Computable Bernstein Certificates for Cross-Fitted Clipped Covariance Estimation
Even He, Zaizai Yan
TL;DR
This work tackles operator-norm covariance estimation for heavy-tailed data with a fraction of outliers. It introduces a cross-fitted clipped covariance estimator that comes with fully computable Bernstein-type deviation certificates, enabling data-driven clipping via MinUpper while accounting for intrinsic complexity through the effective rank $\\mathbf r(\\Sigma)$. By conditioning on training data, the approach derives a nonasymptotic envelope that holds uniformly over a grid of clipping levels and folds, with guarantees that adapt to the tail regime (finite fourth moments sufficing) and to spiked/low-rank covariance structures. Empirical results on contaminated spiked-covariance benchmarks show stable performance and competitive accuracy across regimes, with substantial speed advantages over iterative robust estimators. The framework provides a principled, certificate-based method for tunable robust covariance estimation in high-dimensional settings, while highlighting a fundamental bias-variance trade-off and the role of intrinsic dimension in scaling.
Abstract
We study operator-norm covariance estimation from heavy-tailed samples that may include a small fraction of arbitrary outliers.

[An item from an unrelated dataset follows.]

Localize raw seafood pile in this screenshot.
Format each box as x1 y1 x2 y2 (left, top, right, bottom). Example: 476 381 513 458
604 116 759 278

A simple and widely used safeguard is \emph{Euclidean norm clipping}, but its accuracy depends critically on an unknown clipping level. We propose a cross-fitted clipped covariance estimator equipped with \emph{fully computable} Bernstein-type deviation certificates, enabling principled data-driven tuning via a selector (\emph{MinUpper}) that balances certified stochastic error and a robust hold-out proxy for clipping bias. The resulting procedure adapts to intrinsic complexity measures such as effective rank under mild tail regularity and retains meaningful guarantees under only finite fourth moments. Experiments on contaminated spiked-covariance benchmarks illustrate stable performance and competitive accuracy across regimes.